A recent article in Time, based largely on the research of UCLA demographer Dowell Myers, proclaims that U.S. cities are hitting “peak Millennial.” The gist of Myers’s argument is that we’ve seen the high water mark for the effect of Millennials on urban growth, and that like previous generations, they’re going to decamp to the suburbs, and this whole “back to the city” movement will be over.

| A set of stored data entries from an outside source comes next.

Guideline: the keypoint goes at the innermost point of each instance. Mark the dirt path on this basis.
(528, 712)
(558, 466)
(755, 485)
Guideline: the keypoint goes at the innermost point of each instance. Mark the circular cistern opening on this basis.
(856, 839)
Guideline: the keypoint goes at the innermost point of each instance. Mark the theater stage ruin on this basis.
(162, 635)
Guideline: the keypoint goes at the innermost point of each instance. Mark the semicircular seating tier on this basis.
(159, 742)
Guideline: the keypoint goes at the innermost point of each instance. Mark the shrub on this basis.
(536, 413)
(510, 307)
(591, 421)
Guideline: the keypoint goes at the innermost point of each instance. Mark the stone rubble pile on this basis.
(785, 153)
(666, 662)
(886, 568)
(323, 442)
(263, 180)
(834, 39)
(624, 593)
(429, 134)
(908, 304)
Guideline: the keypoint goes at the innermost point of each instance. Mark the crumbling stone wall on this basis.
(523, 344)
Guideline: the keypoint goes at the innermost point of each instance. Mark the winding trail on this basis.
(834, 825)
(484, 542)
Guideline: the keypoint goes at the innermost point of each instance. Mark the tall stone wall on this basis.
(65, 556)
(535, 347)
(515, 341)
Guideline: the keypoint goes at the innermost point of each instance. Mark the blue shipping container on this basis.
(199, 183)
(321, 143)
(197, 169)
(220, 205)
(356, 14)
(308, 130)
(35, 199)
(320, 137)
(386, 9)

The key factoids in the Time article are the observations that the number of Millennials in three cities—Boston, Chicago and Los Angeles—have declined between 2015 and 2016 according to the latest American Community Survey tabulations. The headline shouts the claim that the young are leaving cities: “These Cities Have Already Reached ‘Peak Millennial’ as Young People Begin to Leave.”
We’re told that:
Millennials flocked to U.S. cities over the past decade, but in some places, the migration appears to be reversing… Myers says it’s only a matter of time before millennials head to the suburbs for more space.

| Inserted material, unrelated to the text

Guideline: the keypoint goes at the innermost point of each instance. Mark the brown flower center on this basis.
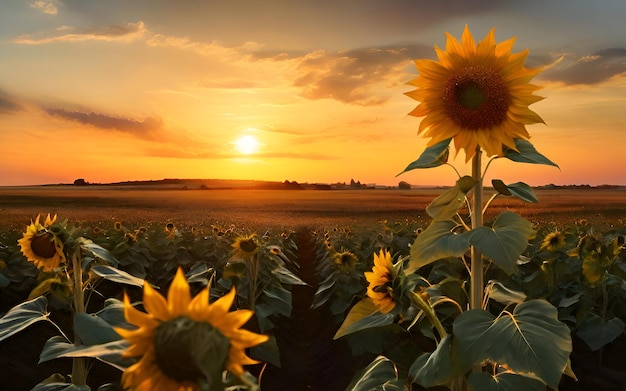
(476, 98)
(187, 350)
(42, 244)
(248, 245)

What this seems to suggest is that young people have somehow become disenchanted with cities.
As I’ve pointed out before, there’s a problem with equating “Millennials” and “young people.” In the past decade or so, all of the 20-somethings in the United States were Millennials, and most of the Millennials were 20-somethings, so it wasn’t far off the mark to use to two terms interchangeably. But, inexorably, time and the aging process are moving Millennials out of the “young people” category. And that’s really what these numbers show: the oldest Millennials (per Myers’s definition) are now 36; in 2007 the oldest were just 27. There’s never been any question that there is a life-cycle effect: 36-year-olds tend to be much more likely than 27-year-olds to live in suburbs rather than cities.